Squinzi lancia l’allarme “Italia indietro di 50 anni”
Nell’assemblea annuale di Confidustria, il presidente degli industriali, Giorgio Squinzi, delinea un quadro a tinte fosche per il nostro paese. “Ciò che manca è il tempo, bruciato nelle parole spese vanamente, perchè il Nord è sull’orlo di un baratro economico che trascinerebbe tutto il nostro Paese indietro di mezzo secolo, escludendolo dal contesto europeo che conta. E’ questo quello che vogliamo?.”
[ad]La madre di tutte le questioni è la mancanza di lavoro: “va affrontata in maniera strutturale e con equilibrio, intervenendo sul costo, produttività e regole. Le imprese sono pronte a supportare l’azione del governo con investimenti e occupazione”.
Il problema principale – aggiunge Squinzi – in aggiunta al lavoro, è il fisco, che oltre ad essere “punitivo, è opaco, complicato, e incerto nella norma. Un fisco che è quanto di peggio si possa immaginare e che scoraggia gli investimenti e la crescita.”
Per il leader degli industriali, quindi, occorre intervenire riducendo “il cuneo fiscale, al 53% nel 2012, eliminando il costo del lavoro dalla base imponibile Irap e tagliando di almeno 11 punti gli oneri sociali che gravano sulle imprese manifatturiere”.
Un passaggio importante è l’invito alle forze sindacali per un percorso comune, sollecitando la loro collaborazione per una riforma del welfare. Sottolinea “la necessità di ripensare il nostro sistema delle tutele», di cambiare un modello messo in discussione dalle ristrettezze di bilancio pubblico, dall’evoluzione demografica e dal mutamento della domanda dei cittadini”. È, dice Squinzi, questo “il terreno su cui forze sociali moderne, non conservative devono confrontarsi e offrire soluzioni innovative alle istituzioni, ai cittadini, ai lavoratori.”
Infine, rivolgendosi questa volta direttamente al governo, numericamente molto rappresentato in sala (il premier Letta, il ministro dell’Economia Saccomanni, della Difesa Mauro, dell’Interno Alfano, dello Sviluppo economico Zanonato, del Lavoro Giovannini): “Serve una tregua politica solida: dateci stabilità politica, una convinta adesione all’Europa, una serie di riforme per uno Stato amico e saremo un grande moltiplicatore della nostra creatività e capacità di fare industria. Ci aspetta un grande impegno comune: fare una nuova Italia, europea, moderna aperta. Le riforme non sono più rinviabili a partire dalla legge elettorale”. avverte. E garantisce: “Se questo sarà il governo della crescita noi lo sosterremo con tutte le nostre forze”.

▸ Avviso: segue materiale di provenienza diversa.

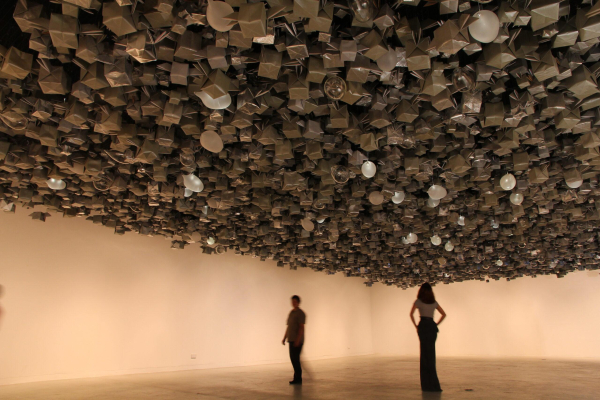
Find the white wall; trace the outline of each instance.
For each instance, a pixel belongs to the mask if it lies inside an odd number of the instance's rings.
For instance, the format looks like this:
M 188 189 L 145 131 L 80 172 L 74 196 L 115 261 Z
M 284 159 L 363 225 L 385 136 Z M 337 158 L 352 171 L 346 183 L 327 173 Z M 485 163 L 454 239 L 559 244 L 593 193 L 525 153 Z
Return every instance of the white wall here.
M 287 362 L 293 294 L 306 359 L 372 352 L 360 279 L 28 214 L 0 213 L 0 384 Z
M 373 289 L 374 351 L 418 356 L 419 339 L 409 319 L 418 289 Z M 600 360 L 598 271 L 441 284 L 434 293 L 448 314 L 439 327 L 439 356 Z M 418 311 L 415 316 L 418 321 Z
M 308 316 L 306 359 L 419 354 L 408 318 L 416 288 L 369 289 L 28 214 L 0 213 L 0 385 L 288 362 L 280 341 L 292 294 Z M 440 356 L 600 360 L 597 271 L 434 290 L 448 313 Z

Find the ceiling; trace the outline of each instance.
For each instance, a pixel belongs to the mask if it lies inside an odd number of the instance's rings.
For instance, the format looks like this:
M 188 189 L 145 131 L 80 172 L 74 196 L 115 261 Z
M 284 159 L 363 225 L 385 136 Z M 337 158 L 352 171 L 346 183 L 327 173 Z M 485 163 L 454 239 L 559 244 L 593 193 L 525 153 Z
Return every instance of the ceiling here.
M 600 3 L 43 3 L 0 31 L 4 211 L 367 285 L 598 269 Z

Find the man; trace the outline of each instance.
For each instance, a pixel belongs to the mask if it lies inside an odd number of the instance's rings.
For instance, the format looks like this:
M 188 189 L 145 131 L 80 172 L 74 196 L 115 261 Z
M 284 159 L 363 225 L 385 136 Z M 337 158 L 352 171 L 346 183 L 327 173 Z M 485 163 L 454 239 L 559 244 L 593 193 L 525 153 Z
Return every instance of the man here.
M 285 340 L 290 344 L 290 360 L 294 367 L 294 380 L 290 385 L 302 385 L 302 366 L 300 365 L 300 353 L 304 345 L 304 324 L 306 315 L 300 309 L 300 297 L 292 296 L 292 307 L 294 308 L 287 320 L 287 329 L 281 342 L 285 346 Z

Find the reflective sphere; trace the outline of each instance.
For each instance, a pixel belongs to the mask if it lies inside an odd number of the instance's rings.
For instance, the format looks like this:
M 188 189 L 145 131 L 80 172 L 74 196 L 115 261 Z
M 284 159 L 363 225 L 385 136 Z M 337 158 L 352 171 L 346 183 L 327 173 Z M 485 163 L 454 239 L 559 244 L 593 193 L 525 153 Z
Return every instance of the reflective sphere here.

Dopo l’intervento di Squinzi, ha preso la parola il presidente del consiglio Enrico Letta, che ha invitato gli iscritti a Confindustria a riprendersi la leadership industriale del Paese e garantito di essere dalla stessa parte delle aziende. “Oggi – ha spiegato – possiamo dire che è finito il girone di andata, che è durato per più di un decennio, quando si è pensato che l’Italia e l’Europa potessero fare a meno dell’industria”. Il premier ha messo ai primi posti dell’agenda “la sfida sul lavoro giovanile.
Ha poi detto che “forse in ritardo, ma la politica ha imparato la lezione”, eliminando il doppio stipendio dei ministri-parlamentari e proseguito: “Continueremo su questo tema con l’abolizione del finanziamento pubblico ai partiti, con la riduzione del numero dei parlamentari e con le riforme istituzionali tese a cambiare la politica.” L’impegno dell’esecutivo è assicurato: “Non so se ce la faremo, ma ce la metteremo tutta”.